Mutualista Montepio quer duplicar lucros e captar 10.000 associados em 2020

Mutualistas espera quebra nas receitas e aumento nos custos. Ainda assim, antecipa lucros superiores a cinco milhões de euros no próximo ano. Proposta será votada a 30 de dezembro.

Antes da saída, Tomás Correia delineou o plano de crescimento da Associação Mutualista Montepio Geral (AMMG) para 2020. A mutualista dona do Banco Montepio quer mais que duplicar os lucros, bem como aumentar o número de associados.

O Programa de Ação e Orçamento 2020 que será levado à assembleia geral de acionistas, a 30 de dezembro, tem inscrita uma projeção de lucros de 5,4 milhões de euros no próximo ano. As contas de 2019 ainda não estão fechadas, mas a estimativa presente no mesmo documento indica que a associação vai fechar o ano com um resultado líquido de 2,047 milhões.

Ou seja, o aumento do lucro seria de 162%. A explicação deverá prender-se (tal como acontece desde 2017) com o reconhecimento de ativos por impostos diferidos. Após o contributo de 833,6 milhões de euros esperado em 2019, a AMMG espera quase 852 milhões no próximo ano. Este contributo favorável deverá levar as contas a ficarem positivas, apesar da quebra nos restantes indicadores.

Ao contrário do que aconteceu este ano, as receitas associativas deverão cair 30% para 456 milhões de euros (contra 658 milhões em 2019). Nestas receitas associativas, a mutualista espera uma reaplicação de 127 milhões e a captação de poupanças mutualistas de quase 329 milhões (com uma taxa de captação superior em 22%). Os custos, por seu lado, devem agravar-se.

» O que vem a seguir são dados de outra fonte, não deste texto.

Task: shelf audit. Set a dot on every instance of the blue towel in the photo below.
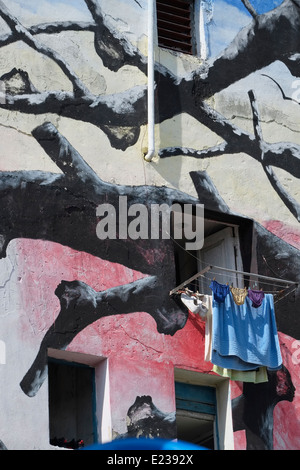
(244, 337)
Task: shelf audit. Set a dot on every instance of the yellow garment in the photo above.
(239, 295)
(254, 376)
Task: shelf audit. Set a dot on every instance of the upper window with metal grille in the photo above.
(174, 25)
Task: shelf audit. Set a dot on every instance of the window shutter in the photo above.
(174, 24)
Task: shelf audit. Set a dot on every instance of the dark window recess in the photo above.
(71, 404)
(174, 25)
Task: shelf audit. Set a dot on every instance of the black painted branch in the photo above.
(114, 49)
(250, 8)
(81, 305)
(288, 200)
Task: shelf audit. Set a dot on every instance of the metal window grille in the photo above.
(174, 25)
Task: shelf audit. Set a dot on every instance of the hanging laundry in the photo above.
(238, 294)
(257, 297)
(245, 337)
(195, 303)
(220, 290)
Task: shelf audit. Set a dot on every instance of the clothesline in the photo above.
(210, 267)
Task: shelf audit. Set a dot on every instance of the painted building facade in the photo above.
(88, 323)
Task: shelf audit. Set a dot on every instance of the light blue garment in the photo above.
(244, 337)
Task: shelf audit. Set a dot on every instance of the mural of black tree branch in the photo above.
(270, 37)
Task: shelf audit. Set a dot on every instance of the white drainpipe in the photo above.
(151, 116)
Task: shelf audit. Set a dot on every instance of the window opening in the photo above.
(175, 25)
(196, 414)
(72, 422)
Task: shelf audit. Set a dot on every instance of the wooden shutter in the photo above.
(174, 24)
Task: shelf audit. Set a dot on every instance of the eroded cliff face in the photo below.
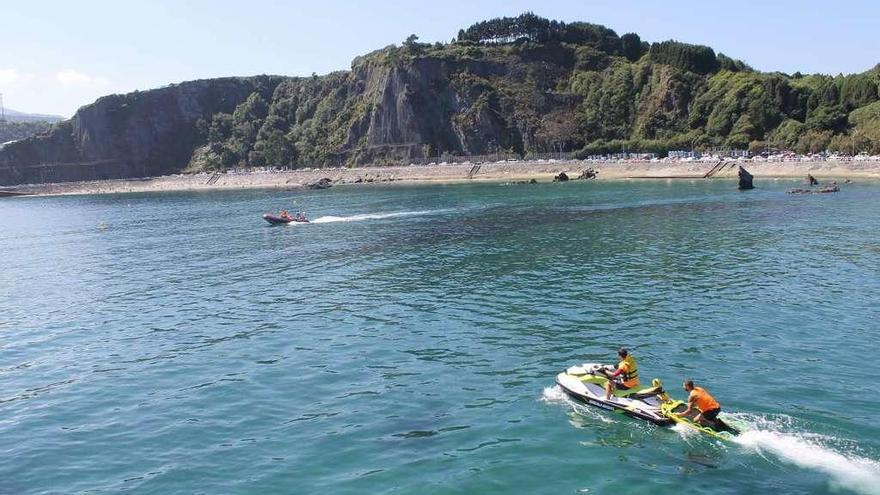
(423, 101)
(135, 135)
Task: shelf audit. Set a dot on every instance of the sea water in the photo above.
(407, 340)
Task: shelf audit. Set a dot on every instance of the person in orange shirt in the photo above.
(704, 402)
(625, 377)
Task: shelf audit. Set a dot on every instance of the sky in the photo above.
(56, 56)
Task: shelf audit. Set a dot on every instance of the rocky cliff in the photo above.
(135, 135)
(511, 85)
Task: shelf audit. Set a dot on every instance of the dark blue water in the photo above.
(408, 340)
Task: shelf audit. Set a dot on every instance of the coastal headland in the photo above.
(541, 171)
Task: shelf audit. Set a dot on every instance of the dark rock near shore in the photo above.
(588, 174)
(745, 179)
(324, 183)
(829, 189)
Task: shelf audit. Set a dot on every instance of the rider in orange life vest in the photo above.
(627, 371)
(704, 402)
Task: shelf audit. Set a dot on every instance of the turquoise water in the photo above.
(408, 340)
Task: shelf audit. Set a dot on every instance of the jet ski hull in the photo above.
(590, 389)
(275, 220)
(724, 431)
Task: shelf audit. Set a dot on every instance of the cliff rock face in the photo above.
(524, 85)
(135, 135)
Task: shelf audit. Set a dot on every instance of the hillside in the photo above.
(11, 131)
(15, 116)
(522, 84)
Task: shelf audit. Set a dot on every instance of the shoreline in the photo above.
(541, 171)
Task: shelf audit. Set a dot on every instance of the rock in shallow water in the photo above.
(745, 179)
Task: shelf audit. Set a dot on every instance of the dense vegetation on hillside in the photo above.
(11, 131)
(531, 84)
(523, 84)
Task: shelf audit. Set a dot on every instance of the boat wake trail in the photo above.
(373, 216)
(818, 452)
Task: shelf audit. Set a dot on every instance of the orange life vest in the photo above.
(630, 373)
(703, 400)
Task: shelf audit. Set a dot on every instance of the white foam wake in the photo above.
(848, 470)
(372, 216)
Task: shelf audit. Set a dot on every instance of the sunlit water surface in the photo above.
(408, 339)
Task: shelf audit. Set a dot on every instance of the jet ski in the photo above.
(586, 383)
(275, 220)
(722, 429)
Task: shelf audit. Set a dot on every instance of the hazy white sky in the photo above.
(59, 55)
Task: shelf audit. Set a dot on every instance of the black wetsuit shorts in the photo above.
(712, 414)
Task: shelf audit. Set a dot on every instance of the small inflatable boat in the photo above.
(275, 220)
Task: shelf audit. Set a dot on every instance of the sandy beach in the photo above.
(501, 171)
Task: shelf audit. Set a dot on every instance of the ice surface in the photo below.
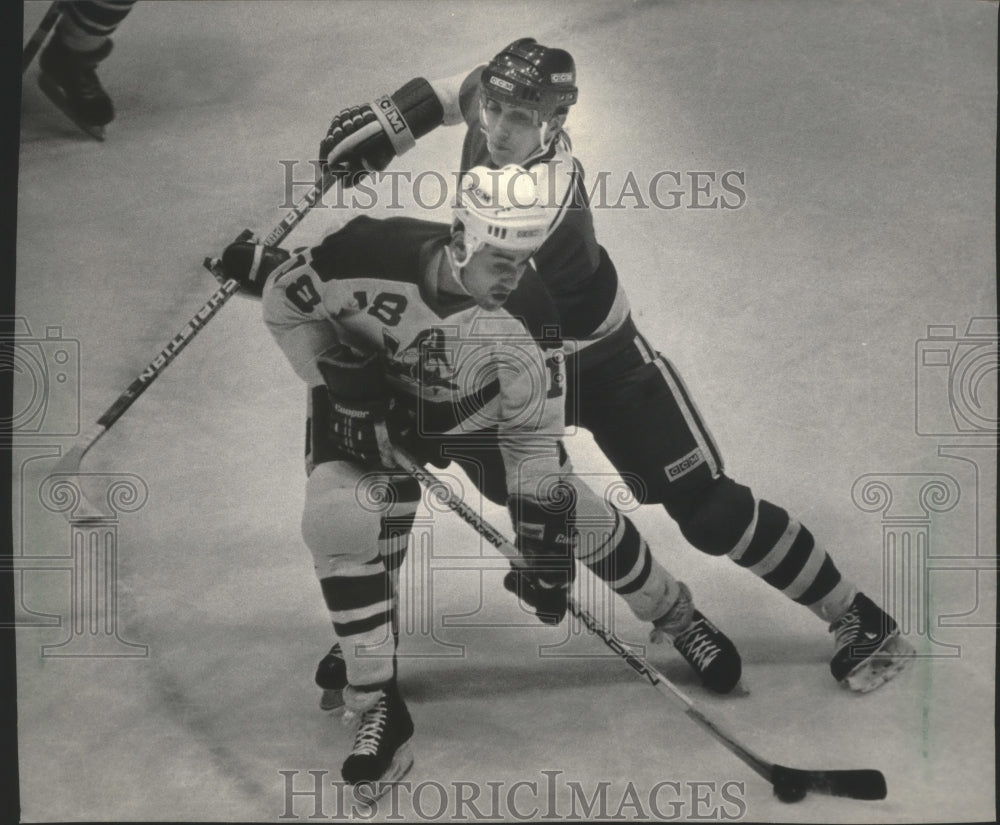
(864, 134)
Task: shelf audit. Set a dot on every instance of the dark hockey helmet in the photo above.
(529, 74)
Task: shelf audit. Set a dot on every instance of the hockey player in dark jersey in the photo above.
(441, 339)
(628, 395)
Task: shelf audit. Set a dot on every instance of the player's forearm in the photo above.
(456, 94)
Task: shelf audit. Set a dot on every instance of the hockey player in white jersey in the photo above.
(629, 396)
(441, 339)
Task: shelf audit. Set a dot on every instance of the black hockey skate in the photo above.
(868, 648)
(706, 648)
(69, 80)
(381, 754)
(331, 676)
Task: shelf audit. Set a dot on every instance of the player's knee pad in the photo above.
(715, 517)
(343, 516)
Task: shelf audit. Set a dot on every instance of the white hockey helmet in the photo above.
(502, 208)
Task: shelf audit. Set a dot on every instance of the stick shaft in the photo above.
(35, 41)
(71, 460)
(662, 684)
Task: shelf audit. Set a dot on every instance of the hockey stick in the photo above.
(38, 38)
(70, 462)
(789, 784)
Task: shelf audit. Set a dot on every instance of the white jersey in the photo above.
(470, 373)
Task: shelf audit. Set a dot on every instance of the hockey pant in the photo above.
(356, 523)
(643, 419)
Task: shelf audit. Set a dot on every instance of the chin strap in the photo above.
(457, 266)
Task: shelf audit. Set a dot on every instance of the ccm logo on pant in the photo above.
(684, 465)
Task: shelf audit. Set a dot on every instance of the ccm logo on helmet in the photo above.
(503, 84)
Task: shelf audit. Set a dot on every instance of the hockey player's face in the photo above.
(492, 274)
(513, 133)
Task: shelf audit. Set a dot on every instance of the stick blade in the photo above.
(855, 784)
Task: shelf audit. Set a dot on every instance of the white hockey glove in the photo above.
(544, 537)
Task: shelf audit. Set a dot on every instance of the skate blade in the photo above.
(368, 793)
(54, 93)
(331, 699)
(883, 665)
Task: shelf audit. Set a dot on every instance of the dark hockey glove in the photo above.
(338, 156)
(404, 427)
(250, 263)
(407, 114)
(544, 537)
(360, 402)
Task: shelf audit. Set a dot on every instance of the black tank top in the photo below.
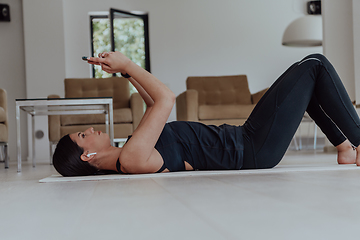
(204, 147)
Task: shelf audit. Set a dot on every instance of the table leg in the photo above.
(111, 123)
(18, 140)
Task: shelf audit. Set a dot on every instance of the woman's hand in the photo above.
(111, 62)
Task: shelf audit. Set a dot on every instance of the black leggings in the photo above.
(310, 85)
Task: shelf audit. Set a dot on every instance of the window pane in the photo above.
(101, 42)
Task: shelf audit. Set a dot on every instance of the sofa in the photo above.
(217, 100)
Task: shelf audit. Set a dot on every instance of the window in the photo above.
(127, 32)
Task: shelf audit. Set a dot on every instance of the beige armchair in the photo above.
(217, 100)
(4, 135)
(128, 110)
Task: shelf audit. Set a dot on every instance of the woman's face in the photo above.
(90, 140)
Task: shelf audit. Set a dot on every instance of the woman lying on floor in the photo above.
(310, 85)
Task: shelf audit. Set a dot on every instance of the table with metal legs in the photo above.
(62, 106)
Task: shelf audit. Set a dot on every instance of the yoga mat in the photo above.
(277, 169)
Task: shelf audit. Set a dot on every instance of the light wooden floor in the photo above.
(296, 205)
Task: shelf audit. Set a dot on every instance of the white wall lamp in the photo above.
(305, 31)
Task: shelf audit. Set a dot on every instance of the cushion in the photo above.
(2, 115)
(115, 87)
(207, 112)
(120, 130)
(122, 115)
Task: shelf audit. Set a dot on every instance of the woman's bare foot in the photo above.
(358, 156)
(346, 153)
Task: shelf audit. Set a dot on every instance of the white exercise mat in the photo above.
(277, 169)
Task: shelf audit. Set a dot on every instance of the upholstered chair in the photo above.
(4, 135)
(217, 100)
(128, 109)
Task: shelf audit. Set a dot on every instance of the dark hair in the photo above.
(67, 161)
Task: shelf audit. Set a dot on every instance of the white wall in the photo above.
(187, 38)
(12, 68)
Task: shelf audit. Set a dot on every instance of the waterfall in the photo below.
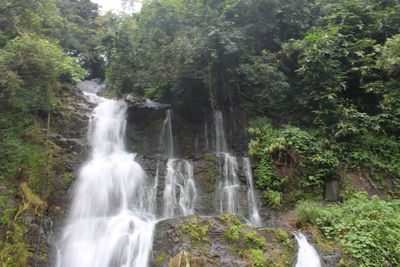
(112, 217)
(228, 188)
(253, 208)
(167, 139)
(180, 190)
(307, 255)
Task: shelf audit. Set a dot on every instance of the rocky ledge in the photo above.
(200, 241)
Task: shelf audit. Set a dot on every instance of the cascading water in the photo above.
(307, 255)
(180, 190)
(112, 217)
(229, 186)
(255, 219)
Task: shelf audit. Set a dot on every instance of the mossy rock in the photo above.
(221, 240)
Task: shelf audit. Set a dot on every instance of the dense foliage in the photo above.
(328, 69)
(367, 229)
(43, 46)
(321, 79)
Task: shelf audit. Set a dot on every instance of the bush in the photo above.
(288, 158)
(367, 229)
(31, 71)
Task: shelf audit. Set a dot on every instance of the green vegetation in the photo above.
(320, 80)
(44, 46)
(197, 229)
(366, 228)
(264, 247)
(290, 160)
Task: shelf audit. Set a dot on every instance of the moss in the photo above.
(256, 258)
(229, 219)
(15, 250)
(161, 258)
(197, 229)
(210, 158)
(253, 241)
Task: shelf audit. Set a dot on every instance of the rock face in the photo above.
(193, 130)
(219, 241)
(68, 132)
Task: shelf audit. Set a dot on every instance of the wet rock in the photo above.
(218, 241)
(332, 192)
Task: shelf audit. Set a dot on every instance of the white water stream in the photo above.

“Refere-se que se os ‘proveitos inerentes a associados’ forem inferiores, em 10%, aos valores orçamentados e se os ‘custos inerentes a associados’ forem superiores, em 5%, ao previsto, a ‘margem de atividade associativa» seria negativa, circunstância que contaminaria, negativamente, outras rubricas da demonstração de resultados, nomeadamente a variação das provisões técnicas“, alerta o Conselho Fiscal no parecer anexo ao documento.

Para conseguir alcançar estes resultados, a AMMG conta com um aumento do número de associados. “A base de Associados atingia 604.681, no final do passado mês de setembro, estimando-se que se mantenha neste número até final do ano”, revela, acrescentando esperar um crescimento de 10.398 associados para um total de 615.079 em 2020.

Também neste caso, o Conselho Fiscal levanta dúvidas. Considera que o número de associados em 2020 “se afigurar algo otimista” e que a “quebra aparente” nas receitas associativas “deve ser analisada face à projeção da evolução dos custos associativos, designadamente, dos vencimentos programados”.

Apesar de deixar alguns alertas, o Conselho Fiscal conclui que “nada chegou ao nosso conhecimento que dê lugar a crer que os pressupostos usados não proporcionam uma base razoável para as previsões do exercício de 2020”, considerando que a proposta está “em condições de merecer aprovação”.

Os números são conhecidos na véspera da despedida de Tomás Correia, que vai abandonar o cargo de presidente da AMMG após mais de uma década. O adeus vai acontecer este sábado, num almoço de Natal na Altice Arena. Virgílio Lima é o nome indicado para o substituir, sendo que está atualmente a ser avaliado pelo Banco de Portugal.